Por otro lado, entre las firmas que mejor anticiparon la evolución del dólar en los últimos años predominan estimaciones que ubican al tipo de cambio oficial entre aproximadamente $1.650 y $1.730 hacia fin de año, dependiendo del escenario macroeconómico y de la evolución de las bandas cambiarias.
“Un dólar de $1.800 no forma parte de nuestro escenario base. Para llegar a ese nivel tendría que producirse un deterioro importante de los fundamentos macroeconómicos o un shock externo de magnitud, algo que hoy no vemos como el escenario más probable”, comentó Leo Anzalone, director del Centro de Estudios Políticos y Económicos (CEPEC).
“Más allá de si ese número termina siendo correcto o no, creemos que no ayuda que un funcionario con responsabilidad sobre la comunicación del Gobierno instale escenarios tan disruptivos. En una economía como la argentina, donde las expectativas tienen un peso enorme en las decisiones de inversión y dolarización, ese tipo de declaraciones puede generar más incertidumbre de la necesaria”, aclaró.

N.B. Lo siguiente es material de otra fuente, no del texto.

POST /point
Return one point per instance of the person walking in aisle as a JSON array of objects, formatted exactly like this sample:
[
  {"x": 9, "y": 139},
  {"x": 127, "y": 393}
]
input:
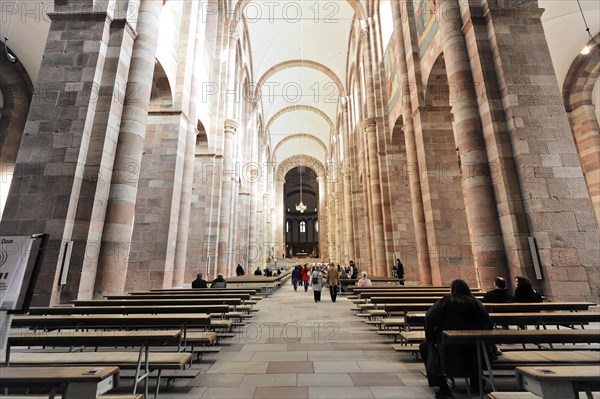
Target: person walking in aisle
[
  {"x": 305, "y": 277},
  {"x": 297, "y": 277},
  {"x": 316, "y": 281},
  {"x": 400, "y": 271},
  {"x": 333, "y": 280}
]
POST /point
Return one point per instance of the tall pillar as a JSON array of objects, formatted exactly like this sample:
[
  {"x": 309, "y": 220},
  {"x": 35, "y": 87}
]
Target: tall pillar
[
  {"x": 225, "y": 222},
  {"x": 348, "y": 213},
  {"x": 103, "y": 144},
  {"x": 191, "y": 69},
  {"x": 378, "y": 240},
  {"x": 414, "y": 174},
  {"x": 49, "y": 169},
  {"x": 559, "y": 212},
  {"x": 118, "y": 225},
  {"x": 584, "y": 125},
  {"x": 480, "y": 205}
]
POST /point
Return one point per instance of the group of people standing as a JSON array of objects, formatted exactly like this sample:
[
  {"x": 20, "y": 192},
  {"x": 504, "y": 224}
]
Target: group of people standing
[
  {"x": 462, "y": 311},
  {"x": 318, "y": 277}
]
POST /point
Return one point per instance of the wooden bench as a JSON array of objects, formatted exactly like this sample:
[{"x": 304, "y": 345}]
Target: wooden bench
[
  {"x": 559, "y": 382},
  {"x": 125, "y": 360},
  {"x": 413, "y": 349},
  {"x": 135, "y": 301},
  {"x": 537, "y": 319},
  {"x": 221, "y": 325},
  {"x": 108, "y": 396},
  {"x": 482, "y": 338},
  {"x": 67, "y": 310},
  {"x": 144, "y": 340},
  {"x": 512, "y": 395},
  {"x": 81, "y": 382}
]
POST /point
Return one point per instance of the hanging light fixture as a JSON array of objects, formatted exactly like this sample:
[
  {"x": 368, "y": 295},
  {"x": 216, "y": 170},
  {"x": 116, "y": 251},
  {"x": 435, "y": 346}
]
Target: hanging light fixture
[
  {"x": 586, "y": 50},
  {"x": 300, "y": 207}
]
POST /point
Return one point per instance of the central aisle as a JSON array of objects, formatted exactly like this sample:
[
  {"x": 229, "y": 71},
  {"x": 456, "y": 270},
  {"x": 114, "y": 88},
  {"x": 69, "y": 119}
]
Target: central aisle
[{"x": 296, "y": 348}]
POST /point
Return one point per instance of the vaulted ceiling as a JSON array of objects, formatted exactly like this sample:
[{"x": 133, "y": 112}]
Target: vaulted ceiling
[
  {"x": 299, "y": 51},
  {"x": 299, "y": 56}
]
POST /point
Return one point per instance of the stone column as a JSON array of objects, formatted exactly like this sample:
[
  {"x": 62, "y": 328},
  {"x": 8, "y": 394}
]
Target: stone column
[
  {"x": 559, "y": 211},
  {"x": 378, "y": 240},
  {"x": 225, "y": 222},
  {"x": 195, "y": 47},
  {"x": 414, "y": 174},
  {"x": 98, "y": 169},
  {"x": 587, "y": 138},
  {"x": 480, "y": 205},
  {"x": 49, "y": 169},
  {"x": 118, "y": 225}
]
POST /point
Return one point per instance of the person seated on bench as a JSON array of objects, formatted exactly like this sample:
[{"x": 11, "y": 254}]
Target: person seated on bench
[
  {"x": 364, "y": 281},
  {"x": 458, "y": 311},
  {"x": 499, "y": 294},
  {"x": 219, "y": 282},
  {"x": 525, "y": 292},
  {"x": 239, "y": 270},
  {"x": 199, "y": 282},
  {"x": 345, "y": 284}
]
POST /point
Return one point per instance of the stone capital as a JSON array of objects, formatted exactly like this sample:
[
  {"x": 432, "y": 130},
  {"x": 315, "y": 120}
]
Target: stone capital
[
  {"x": 231, "y": 126},
  {"x": 369, "y": 124}
]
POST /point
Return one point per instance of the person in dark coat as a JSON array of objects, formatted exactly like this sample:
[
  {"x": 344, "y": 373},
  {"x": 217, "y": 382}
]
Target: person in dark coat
[
  {"x": 297, "y": 277},
  {"x": 305, "y": 277},
  {"x": 219, "y": 282},
  {"x": 400, "y": 270},
  {"x": 240, "y": 270},
  {"x": 499, "y": 294},
  {"x": 199, "y": 282},
  {"x": 458, "y": 311},
  {"x": 353, "y": 270},
  {"x": 525, "y": 292}
]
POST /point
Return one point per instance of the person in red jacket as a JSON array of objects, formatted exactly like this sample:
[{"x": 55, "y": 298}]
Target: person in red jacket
[{"x": 305, "y": 277}]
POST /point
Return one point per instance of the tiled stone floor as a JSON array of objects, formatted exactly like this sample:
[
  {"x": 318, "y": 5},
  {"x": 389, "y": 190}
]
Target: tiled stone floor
[{"x": 294, "y": 348}]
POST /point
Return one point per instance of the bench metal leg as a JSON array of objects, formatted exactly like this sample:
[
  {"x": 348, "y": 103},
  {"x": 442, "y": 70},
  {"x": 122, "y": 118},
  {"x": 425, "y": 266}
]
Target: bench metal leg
[{"x": 157, "y": 383}]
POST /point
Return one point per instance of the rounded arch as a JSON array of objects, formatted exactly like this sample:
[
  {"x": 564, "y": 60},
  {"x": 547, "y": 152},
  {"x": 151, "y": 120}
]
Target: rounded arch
[
  {"x": 17, "y": 91},
  {"x": 299, "y": 160},
  {"x": 356, "y": 5},
  {"x": 437, "y": 89},
  {"x": 161, "y": 94},
  {"x": 294, "y": 108},
  {"x": 298, "y": 64},
  {"x": 300, "y": 136},
  {"x": 581, "y": 78}
]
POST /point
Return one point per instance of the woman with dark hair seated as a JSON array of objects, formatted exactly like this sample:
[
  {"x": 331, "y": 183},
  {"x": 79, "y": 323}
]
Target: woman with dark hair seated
[
  {"x": 525, "y": 292},
  {"x": 458, "y": 311}
]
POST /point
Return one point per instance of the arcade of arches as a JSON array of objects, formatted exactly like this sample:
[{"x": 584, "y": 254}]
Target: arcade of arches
[{"x": 458, "y": 136}]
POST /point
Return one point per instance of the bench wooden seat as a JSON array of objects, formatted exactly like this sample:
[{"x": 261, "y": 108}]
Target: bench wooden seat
[
  {"x": 554, "y": 382},
  {"x": 412, "y": 336},
  {"x": 223, "y": 325},
  {"x": 201, "y": 337},
  {"x": 406, "y": 348},
  {"x": 377, "y": 313},
  {"x": 392, "y": 322},
  {"x": 510, "y": 359},
  {"x": 109, "y": 396},
  {"x": 512, "y": 395},
  {"x": 395, "y": 333},
  {"x": 124, "y": 360}
]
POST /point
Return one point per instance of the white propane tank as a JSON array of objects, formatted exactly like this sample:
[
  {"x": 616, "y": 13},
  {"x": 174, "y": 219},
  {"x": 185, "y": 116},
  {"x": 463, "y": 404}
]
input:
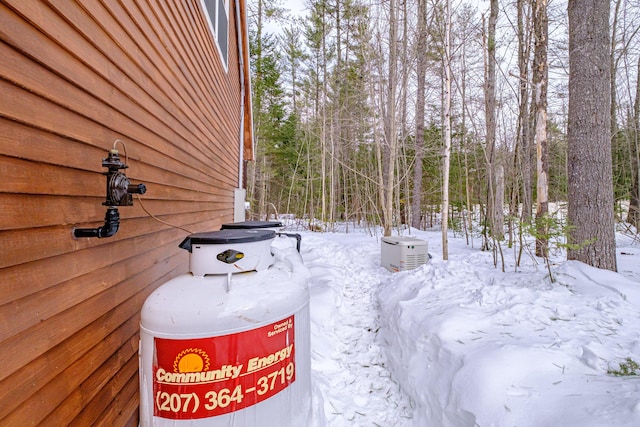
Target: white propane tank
[{"x": 224, "y": 349}]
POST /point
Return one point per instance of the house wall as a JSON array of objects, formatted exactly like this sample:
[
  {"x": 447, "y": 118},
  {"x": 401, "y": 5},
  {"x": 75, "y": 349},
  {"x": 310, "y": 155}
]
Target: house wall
[{"x": 74, "y": 78}]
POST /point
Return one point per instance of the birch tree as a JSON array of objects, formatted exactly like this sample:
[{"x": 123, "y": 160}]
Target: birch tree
[
  {"x": 540, "y": 82},
  {"x": 447, "y": 130},
  {"x": 590, "y": 208}
]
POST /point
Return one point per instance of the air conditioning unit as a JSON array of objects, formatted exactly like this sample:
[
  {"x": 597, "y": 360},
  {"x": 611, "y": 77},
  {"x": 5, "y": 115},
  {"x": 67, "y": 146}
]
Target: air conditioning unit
[{"x": 400, "y": 253}]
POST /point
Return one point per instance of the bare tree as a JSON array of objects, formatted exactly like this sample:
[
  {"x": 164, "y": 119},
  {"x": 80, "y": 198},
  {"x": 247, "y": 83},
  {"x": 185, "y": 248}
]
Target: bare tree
[
  {"x": 490, "y": 111},
  {"x": 633, "y": 216},
  {"x": 540, "y": 82},
  {"x": 590, "y": 182},
  {"x": 391, "y": 137},
  {"x": 421, "y": 68},
  {"x": 446, "y": 157}
]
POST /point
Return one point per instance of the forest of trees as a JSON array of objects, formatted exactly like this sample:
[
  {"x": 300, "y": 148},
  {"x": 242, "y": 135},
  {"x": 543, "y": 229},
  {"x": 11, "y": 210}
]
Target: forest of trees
[{"x": 482, "y": 117}]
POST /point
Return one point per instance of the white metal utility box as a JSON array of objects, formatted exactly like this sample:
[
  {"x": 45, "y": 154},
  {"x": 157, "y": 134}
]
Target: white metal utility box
[{"x": 400, "y": 253}]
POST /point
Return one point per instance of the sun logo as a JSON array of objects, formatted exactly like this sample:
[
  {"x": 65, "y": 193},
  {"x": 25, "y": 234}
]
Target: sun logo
[{"x": 191, "y": 360}]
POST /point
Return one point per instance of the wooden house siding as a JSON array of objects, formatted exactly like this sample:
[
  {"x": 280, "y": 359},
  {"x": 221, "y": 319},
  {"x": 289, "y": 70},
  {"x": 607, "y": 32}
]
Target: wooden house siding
[{"x": 75, "y": 76}]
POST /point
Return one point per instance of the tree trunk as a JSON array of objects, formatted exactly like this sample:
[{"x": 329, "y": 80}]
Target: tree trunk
[
  {"x": 447, "y": 131},
  {"x": 490, "y": 107},
  {"x": 633, "y": 216},
  {"x": 523, "y": 139},
  {"x": 540, "y": 81},
  {"x": 390, "y": 122},
  {"x": 416, "y": 200},
  {"x": 590, "y": 182}
]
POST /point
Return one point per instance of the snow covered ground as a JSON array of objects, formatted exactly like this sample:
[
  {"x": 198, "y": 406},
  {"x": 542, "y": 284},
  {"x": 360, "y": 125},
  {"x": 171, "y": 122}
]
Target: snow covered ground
[{"x": 459, "y": 343}]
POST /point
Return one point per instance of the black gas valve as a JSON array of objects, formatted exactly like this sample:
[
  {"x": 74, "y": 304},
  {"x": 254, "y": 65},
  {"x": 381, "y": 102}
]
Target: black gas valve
[
  {"x": 119, "y": 193},
  {"x": 119, "y": 188}
]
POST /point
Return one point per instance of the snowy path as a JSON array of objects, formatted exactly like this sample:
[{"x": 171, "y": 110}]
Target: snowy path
[{"x": 349, "y": 366}]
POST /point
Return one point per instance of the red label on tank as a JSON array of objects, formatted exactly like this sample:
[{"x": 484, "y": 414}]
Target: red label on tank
[{"x": 206, "y": 377}]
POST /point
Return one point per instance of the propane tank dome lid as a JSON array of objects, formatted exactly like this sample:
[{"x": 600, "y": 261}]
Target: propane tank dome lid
[
  {"x": 251, "y": 225},
  {"x": 226, "y": 237}
]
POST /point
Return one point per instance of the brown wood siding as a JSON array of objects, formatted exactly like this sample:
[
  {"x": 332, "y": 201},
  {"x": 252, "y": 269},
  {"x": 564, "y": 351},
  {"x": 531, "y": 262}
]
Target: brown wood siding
[{"x": 74, "y": 78}]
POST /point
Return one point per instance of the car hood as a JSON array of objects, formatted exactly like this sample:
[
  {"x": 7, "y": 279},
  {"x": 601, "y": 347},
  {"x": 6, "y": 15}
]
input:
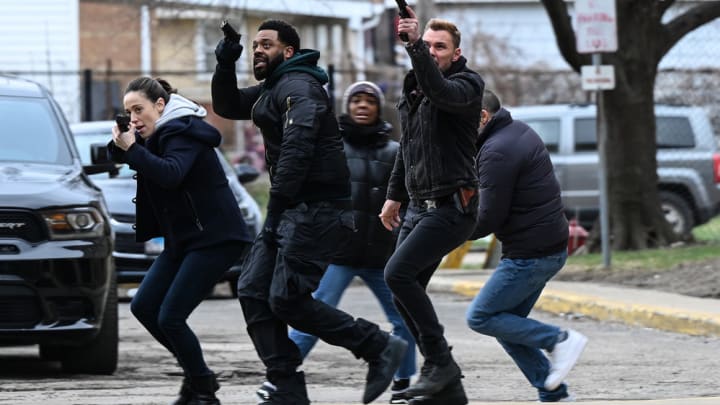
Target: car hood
[
  {"x": 118, "y": 193},
  {"x": 37, "y": 186}
]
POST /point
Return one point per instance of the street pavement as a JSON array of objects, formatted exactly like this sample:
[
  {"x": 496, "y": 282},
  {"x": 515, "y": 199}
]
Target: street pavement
[{"x": 632, "y": 306}]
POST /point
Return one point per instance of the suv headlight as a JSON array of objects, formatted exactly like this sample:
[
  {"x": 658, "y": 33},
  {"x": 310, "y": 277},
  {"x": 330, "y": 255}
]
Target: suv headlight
[{"x": 74, "y": 223}]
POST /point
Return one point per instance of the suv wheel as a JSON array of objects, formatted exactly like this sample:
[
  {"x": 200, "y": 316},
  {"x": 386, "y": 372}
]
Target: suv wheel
[
  {"x": 677, "y": 213},
  {"x": 98, "y": 356}
]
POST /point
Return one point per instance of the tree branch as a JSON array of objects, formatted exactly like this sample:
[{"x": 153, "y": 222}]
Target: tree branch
[
  {"x": 564, "y": 34},
  {"x": 681, "y": 25}
]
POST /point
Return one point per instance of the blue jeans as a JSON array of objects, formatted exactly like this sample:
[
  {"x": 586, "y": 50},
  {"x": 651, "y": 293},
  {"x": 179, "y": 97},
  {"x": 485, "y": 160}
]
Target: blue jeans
[
  {"x": 332, "y": 286},
  {"x": 501, "y": 308},
  {"x": 172, "y": 288}
]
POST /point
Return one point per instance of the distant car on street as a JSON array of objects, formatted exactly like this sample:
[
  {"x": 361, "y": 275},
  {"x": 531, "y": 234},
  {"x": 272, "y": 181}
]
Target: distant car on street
[
  {"x": 688, "y": 160},
  {"x": 132, "y": 259},
  {"x": 57, "y": 281}
]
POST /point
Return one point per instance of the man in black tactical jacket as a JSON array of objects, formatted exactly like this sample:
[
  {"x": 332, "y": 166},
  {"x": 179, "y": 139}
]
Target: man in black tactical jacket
[
  {"x": 309, "y": 213},
  {"x": 439, "y": 114}
]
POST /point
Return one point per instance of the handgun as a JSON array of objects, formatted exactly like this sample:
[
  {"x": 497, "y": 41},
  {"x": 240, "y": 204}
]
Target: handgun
[
  {"x": 402, "y": 10},
  {"x": 229, "y": 31},
  {"x": 123, "y": 122}
]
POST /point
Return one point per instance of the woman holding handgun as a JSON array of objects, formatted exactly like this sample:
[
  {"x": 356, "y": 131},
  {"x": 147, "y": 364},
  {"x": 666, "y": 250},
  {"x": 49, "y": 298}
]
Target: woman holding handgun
[{"x": 183, "y": 196}]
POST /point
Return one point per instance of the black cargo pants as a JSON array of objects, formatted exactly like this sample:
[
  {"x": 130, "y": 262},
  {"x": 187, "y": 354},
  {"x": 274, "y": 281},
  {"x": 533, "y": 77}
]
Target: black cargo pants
[
  {"x": 431, "y": 229},
  {"x": 276, "y": 284}
]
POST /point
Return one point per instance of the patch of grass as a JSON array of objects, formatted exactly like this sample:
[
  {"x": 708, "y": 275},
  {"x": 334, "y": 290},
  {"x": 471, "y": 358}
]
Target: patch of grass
[
  {"x": 709, "y": 232},
  {"x": 650, "y": 259}
]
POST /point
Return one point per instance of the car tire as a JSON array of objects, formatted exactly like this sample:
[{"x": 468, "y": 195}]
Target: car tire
[
  {"x": 678, "y": 213},
  {"x": 100, "y": 355}
]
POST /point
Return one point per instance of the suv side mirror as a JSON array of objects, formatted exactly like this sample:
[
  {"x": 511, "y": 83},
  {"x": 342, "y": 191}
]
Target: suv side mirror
[
  {"x": 246, "y": 173},
  {"x": 100, "y": 161}
]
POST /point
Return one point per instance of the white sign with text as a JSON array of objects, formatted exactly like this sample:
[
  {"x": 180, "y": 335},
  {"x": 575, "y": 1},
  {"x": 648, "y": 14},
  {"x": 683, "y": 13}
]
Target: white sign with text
[{"x": 595, "y": 26}]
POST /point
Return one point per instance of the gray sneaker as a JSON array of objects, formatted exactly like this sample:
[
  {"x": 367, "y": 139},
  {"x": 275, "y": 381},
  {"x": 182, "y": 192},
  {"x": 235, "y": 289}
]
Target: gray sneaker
[{"x": 563, "y": 357}]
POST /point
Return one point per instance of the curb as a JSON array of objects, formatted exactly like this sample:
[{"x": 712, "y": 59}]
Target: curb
[{"x": 690, "y": 322}]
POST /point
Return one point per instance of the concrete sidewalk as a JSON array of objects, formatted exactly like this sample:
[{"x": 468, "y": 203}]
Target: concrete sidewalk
[{"x": 648, "y": 308}]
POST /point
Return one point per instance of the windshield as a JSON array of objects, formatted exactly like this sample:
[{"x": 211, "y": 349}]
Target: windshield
[
  {"x": 83, "y": 142},
  {"x": 30, "y": 132}
]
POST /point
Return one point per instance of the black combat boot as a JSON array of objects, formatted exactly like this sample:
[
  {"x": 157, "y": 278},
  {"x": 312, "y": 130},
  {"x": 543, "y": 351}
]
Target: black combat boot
[
  {"x": 203, "y": 390},
  {"x": 452, "y": 394},
  {"x": 289, "y": 390},
  {"x": 185, "y": 393},
  {"x": 438, "y": 371}
]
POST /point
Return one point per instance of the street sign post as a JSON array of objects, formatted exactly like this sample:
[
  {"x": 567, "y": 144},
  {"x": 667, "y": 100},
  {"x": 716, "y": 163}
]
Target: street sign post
[{"x": 596, "y": 32}]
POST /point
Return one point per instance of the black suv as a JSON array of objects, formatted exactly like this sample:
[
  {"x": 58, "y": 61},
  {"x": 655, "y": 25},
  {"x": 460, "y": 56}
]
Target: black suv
[{"x": 57, "y": 279}]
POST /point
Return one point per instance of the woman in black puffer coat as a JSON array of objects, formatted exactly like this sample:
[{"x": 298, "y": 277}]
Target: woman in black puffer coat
[{"x": 370, "y": 156}]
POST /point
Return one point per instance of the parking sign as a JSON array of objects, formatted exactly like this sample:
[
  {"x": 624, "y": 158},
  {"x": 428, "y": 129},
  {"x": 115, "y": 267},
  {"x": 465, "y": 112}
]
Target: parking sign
[{"x": 595, "y": 26}]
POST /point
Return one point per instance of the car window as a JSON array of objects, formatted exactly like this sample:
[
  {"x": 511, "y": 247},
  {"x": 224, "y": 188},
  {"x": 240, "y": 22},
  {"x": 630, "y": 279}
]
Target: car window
[
  {"x": 30, "y": 132},
  {"x": 549, "y": 131},
  {"x": 585, "y": 135},
  {"x": 83, "y": 142},
  {"x": 674, "y": 132},
  {"x": 671, "y": 132}
]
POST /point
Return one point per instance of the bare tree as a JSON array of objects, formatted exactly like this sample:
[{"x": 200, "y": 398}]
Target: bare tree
[{"x": 636, "y": 219}]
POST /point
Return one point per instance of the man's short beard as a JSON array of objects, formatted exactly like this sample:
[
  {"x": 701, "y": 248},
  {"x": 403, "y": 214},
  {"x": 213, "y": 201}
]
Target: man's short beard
[{"x": 270, "y": 67}]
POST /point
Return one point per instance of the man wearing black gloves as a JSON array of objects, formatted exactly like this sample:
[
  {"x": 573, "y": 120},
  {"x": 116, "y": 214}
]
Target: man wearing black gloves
[
  {"x": 520, "y": 202},
  {"x": 439, "y": 113},
  {"x": 309, "y": 213}
]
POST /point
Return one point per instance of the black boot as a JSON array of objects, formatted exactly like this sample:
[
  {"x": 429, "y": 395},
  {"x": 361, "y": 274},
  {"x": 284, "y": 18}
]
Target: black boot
[
  {"x": 453, "y": 394},
  {"x": 185, "y": 393},
  {"x": 290, "y": 390},
  {"x": 437, "y": 372},
  {"x": 203, "y": 390}
]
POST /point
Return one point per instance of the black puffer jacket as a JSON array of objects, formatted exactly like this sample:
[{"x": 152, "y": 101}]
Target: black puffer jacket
[
  {"x": 519, "y": 194},
  {"x": 370, "y": 154},
  {"x": 182, "y": 192},
  {"x": 303, "y": 149},
  {"x": 439, "y": 115}
]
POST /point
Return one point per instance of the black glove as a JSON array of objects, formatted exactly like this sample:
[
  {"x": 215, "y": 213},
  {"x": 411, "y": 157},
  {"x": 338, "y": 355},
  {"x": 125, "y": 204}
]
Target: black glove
[
  {"x": 269, "y": 232},
  {"x": 228, "y": 52}
]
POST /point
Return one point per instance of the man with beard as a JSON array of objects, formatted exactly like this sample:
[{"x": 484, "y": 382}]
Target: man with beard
[
  {"x": 439, "y": 113},
  {"x": 309, "y": 214}
]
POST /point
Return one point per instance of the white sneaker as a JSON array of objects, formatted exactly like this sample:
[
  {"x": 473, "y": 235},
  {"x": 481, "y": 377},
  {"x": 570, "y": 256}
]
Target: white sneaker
[{"x": 563, "y": 357}]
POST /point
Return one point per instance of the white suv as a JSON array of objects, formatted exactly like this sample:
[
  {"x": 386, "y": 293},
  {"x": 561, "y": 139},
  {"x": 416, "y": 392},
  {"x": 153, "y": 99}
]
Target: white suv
[{"x": 687, "y": 156}]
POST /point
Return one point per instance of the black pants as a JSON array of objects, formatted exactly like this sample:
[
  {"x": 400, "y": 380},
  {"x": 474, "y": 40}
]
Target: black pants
[
  {"x": 172, "y": 288},
  {"x": 426, "y": 236},
  {"x": 276, "y": 284}
]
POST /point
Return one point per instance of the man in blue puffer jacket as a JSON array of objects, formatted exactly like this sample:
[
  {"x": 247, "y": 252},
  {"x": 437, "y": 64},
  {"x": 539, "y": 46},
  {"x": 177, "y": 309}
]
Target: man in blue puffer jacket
[{"x": 520, "y": 202}]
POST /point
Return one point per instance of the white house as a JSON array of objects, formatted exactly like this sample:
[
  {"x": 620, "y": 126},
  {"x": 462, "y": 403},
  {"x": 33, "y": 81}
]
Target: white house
[{"x": 40, "y": 42}]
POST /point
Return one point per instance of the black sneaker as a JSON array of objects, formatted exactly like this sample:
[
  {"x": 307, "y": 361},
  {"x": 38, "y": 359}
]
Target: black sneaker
[
  {"x": 397, "y": 391},
  {"x": 453, "y": 394},
  {"x": 434, "y": 377},
  {"x": 382, "y": 368},
  {"x": 265, "y": 391},
  {"x": 289, "y": 390}
]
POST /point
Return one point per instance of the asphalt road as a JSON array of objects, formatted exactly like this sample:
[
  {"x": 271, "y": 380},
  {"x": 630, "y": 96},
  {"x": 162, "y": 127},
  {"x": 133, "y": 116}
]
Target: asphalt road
[{"x": 619, "y": 363}]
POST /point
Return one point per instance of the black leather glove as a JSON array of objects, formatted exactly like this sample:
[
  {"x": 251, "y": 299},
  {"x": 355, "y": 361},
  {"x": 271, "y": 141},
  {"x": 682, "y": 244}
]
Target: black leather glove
[
  {"x": 269, "y": 232},
  {"x": 228, "y": 52}
]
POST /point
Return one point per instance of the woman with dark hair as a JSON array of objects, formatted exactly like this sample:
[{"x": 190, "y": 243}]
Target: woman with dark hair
[{"x": 183, "y": 196}]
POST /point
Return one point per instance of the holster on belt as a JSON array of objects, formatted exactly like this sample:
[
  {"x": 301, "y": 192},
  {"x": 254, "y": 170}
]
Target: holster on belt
[{"x": 464, "y": 198}]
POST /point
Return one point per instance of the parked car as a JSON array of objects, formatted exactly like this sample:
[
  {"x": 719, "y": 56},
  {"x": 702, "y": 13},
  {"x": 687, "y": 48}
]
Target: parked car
[
  {"x": 132, "y": 259},
  {"x": 687, "y": 157},
  {"x": 57, "y": 280}
]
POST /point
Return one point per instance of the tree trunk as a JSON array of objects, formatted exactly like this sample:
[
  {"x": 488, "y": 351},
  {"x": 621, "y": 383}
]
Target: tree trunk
[{"x": 636, "y": 219}]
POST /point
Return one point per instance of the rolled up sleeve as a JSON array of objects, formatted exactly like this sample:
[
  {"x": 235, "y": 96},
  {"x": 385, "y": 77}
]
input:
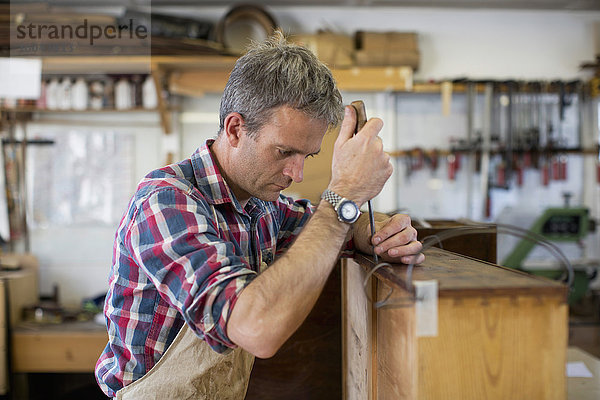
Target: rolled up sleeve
[{"x": 178, "y": 247}]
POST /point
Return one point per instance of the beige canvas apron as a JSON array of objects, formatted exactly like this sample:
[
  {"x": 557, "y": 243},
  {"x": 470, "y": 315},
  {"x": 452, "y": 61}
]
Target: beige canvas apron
[{"x": 190, "y": 369}]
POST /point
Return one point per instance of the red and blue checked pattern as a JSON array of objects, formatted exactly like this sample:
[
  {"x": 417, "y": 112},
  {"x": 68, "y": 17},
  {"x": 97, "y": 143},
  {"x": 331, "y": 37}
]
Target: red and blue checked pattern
[{"x": 183, "y": 252}]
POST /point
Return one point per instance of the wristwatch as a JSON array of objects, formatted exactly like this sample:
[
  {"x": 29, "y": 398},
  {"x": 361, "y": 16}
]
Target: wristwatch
[{"x": 347, "y": 210}]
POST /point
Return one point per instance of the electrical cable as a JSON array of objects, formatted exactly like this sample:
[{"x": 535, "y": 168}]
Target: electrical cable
[{"x": 472, "y": 228}]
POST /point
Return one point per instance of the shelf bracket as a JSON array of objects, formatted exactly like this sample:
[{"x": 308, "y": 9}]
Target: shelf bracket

En la mayoría de los casos, las proyecciones fueron incluso revisadas a la baja respecto de meses anteriores gracias a una mayor estabilidad financiera, el fortalecimiento de las reservas internacionales y un ingreso más sólido de divisas provenientes del agro, la energía y la minería.
Las revisiones responden principalmente a un cambio en las condiciones macroeconómicas observado durante las últimas semanas.
Entre los factores que explican una menor expectativa de devaluación aparecen una mayor liquidación de exportaciones, el crecimiento de los ingresos de divisas desde Vaca Muerta y la minería, la acumulación de reservas por parte del Banco Central y la percepción de que el Gobierno mantiene capacidad para afrontar los vencimientos de deuda previstos para 2026 y 2027.
Ese conjunto de variables permitió que numerosos analistas corrigieran a la baja sus estimaciones para el dólar respecto de las que manejaban meses atrás.
“La estabilidad cambiaria tranquilamente puede durar hasta comienzo del 2027. El Gobierno está logrando bajar la inflación, sumando a los casi US$ 13.000 millones comprados por el Banco Central en lo que va del año y con la posible vuelta a los mercados internacionales, el Gobierno tiene todo para que no se le escape el tipo de cambio”, sostuvo Gastón Otaola, analista en Bull Market Brokers.
“Si tengo que proyectar un dólar hacia fin de año, no me sorprendería verlo cercano a $1.650. Eso indicaría una suba del 10%, que está muy ligada con las proyecciones de inflación hasta fin de año”, afirmó.